Se crearon varias iniciativas de verificación que trataban de demostrar las
falsedades de las redes sociales ultras, pero muy a menudo tan solo servían
para amplificar los mismos bulos. Y al coprófago, a aquel que está siempre
dispuesto a ingerir cualquier excremento que nutra su marco y sus prejuicios,
le importa bien poco que sea cierto o no. Incluso siendo desmentido con todas
las pruebas posibles seguirá difundiéndolo y negando que sea mentira. Porque el
desmentido no es más que una herramienta de control del Gobierno o de esa
conspiración contra él y los suyos.
Todavía hoy existen
en las principales webs de desinformación bulos como que se prohibirán las
fiestas de Moros y Cristianos ‘para no ofender a los musulmanes’, o que una
familia magrebí cobra miles de euros en ayudas simplemente por ser migrante.

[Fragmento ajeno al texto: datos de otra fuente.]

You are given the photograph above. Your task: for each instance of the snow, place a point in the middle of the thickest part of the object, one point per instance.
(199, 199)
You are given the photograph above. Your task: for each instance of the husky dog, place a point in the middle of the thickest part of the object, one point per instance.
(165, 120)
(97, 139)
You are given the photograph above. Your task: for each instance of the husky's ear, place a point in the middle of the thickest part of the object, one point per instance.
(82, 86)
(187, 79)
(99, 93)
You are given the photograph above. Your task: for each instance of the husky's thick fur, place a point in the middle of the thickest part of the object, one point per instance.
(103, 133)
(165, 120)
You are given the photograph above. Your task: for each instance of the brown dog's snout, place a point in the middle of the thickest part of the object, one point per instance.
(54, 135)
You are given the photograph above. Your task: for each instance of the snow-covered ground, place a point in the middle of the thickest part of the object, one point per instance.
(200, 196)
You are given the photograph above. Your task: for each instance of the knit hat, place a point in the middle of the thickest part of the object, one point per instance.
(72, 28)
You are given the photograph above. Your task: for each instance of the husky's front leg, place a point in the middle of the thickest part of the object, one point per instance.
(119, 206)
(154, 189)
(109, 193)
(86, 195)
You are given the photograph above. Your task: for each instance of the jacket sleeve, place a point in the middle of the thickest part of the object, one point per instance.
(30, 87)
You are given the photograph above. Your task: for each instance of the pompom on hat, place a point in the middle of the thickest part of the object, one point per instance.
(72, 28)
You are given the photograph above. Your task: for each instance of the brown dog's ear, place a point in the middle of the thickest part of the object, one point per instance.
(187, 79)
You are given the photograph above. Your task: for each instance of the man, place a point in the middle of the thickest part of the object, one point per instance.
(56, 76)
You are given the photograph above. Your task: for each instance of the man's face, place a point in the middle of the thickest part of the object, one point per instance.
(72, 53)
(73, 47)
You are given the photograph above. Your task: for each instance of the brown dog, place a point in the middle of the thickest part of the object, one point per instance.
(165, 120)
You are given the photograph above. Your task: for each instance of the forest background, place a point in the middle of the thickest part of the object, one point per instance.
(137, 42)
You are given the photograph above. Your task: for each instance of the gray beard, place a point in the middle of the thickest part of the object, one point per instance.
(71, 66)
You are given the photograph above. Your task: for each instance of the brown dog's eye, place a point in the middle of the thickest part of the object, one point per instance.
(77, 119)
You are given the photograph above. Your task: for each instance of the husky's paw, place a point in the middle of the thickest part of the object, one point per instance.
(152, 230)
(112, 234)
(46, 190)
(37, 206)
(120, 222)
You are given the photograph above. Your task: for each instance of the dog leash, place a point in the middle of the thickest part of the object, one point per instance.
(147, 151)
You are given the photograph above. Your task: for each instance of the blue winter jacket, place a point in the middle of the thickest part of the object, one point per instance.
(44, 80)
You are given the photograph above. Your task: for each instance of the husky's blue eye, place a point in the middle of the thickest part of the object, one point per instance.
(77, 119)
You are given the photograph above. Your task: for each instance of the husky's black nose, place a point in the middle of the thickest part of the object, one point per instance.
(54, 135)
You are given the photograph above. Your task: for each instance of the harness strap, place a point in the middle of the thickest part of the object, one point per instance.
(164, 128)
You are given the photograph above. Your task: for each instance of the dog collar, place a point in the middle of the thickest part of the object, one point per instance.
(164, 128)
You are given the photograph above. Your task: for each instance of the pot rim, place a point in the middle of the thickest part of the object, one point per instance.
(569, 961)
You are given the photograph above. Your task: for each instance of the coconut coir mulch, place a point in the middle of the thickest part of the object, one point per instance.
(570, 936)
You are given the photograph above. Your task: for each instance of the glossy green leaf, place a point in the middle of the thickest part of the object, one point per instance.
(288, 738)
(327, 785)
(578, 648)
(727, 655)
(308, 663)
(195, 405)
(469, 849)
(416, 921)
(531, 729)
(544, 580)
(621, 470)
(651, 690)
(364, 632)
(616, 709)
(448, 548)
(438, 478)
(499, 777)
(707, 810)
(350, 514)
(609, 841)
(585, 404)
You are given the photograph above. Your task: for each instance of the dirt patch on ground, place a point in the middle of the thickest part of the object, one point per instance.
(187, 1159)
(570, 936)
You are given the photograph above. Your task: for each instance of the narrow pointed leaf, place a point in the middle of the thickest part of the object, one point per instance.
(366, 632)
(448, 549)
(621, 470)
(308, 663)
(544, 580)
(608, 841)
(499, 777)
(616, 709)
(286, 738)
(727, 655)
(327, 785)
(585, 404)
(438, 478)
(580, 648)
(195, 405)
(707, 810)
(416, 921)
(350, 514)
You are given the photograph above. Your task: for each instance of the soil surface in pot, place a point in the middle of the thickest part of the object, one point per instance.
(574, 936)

Nadie les hizo rectificar ni les sancionó por publicar estas mentiras
compartidas por decenas de miles de personas. Estas webs, además, ganan miles
de euros gracias a la publicidad.
Plantear cierta
regulación para frenar este odio impune provoca grandes debates. Gran parte de
la sociedad tiene miedo a que se judicialicen determinados asuntos que
consideran podrían afectar a las libertades públicas y acabar siendo un arma de
doble filo. Ya pasó con los delitos de odio, y no falta razón viendo el uso
perverso que hace España de una herramienta pensada para proteger a los
colectivos vulnerabilizados para proteger a neonazis o perseguir a quienes
combaten el odio.
En muchas de las
páginas más importantes de desinformación, especialistas además en promover el
odio hacia determinados colectivos, vemos anuncios de grandes marcas, generados
a menudo por empresas de publicidad que ofrecen paquetes de anunciantes a
diversas páginas web. El gran problema es que el odio y la mentira son un
lucrativo negocio. No estaría de más que las empresas que se anuncian en estas
páginas fueran conscientes de lo que están financiando. Podría ser el momento
de empezar a penalizar a ciertas marcas o empresas que con su publicidad
patrocinan paginas de odio o desinformación.
Por otra parte,
existen en otros países numerosas iniciativas ciudadanas lideradas por ONGs que
realizan exitosas campañas contra el odio en la red, y que se dedican única y
exclusivamente a monitorear y denunciar estos espacios de odio impune. Esta
labor de higiene democrática debería implantarse en todas y cada una de
nuestras ciudades, con la ayuda de aquellos organismos que predican la defensa
de los derechos humanos y que podrían destinar parte de su presupuesto a
combatir esta infección. Llevando a las aulas talleres y cursos que puedan
aportar herramientas a la ciudadanía para combatir la desinformación y los
mensajes de odio en las redes, especialmente entre los más jóvenes.
Ideas e iniciativas
no faltan. Quizás sea falta de interés o de conciencia de quien podría y
debería hacerlo, pero no acaba de dar el paso. Mientras, el veneno sigue expandiéndose.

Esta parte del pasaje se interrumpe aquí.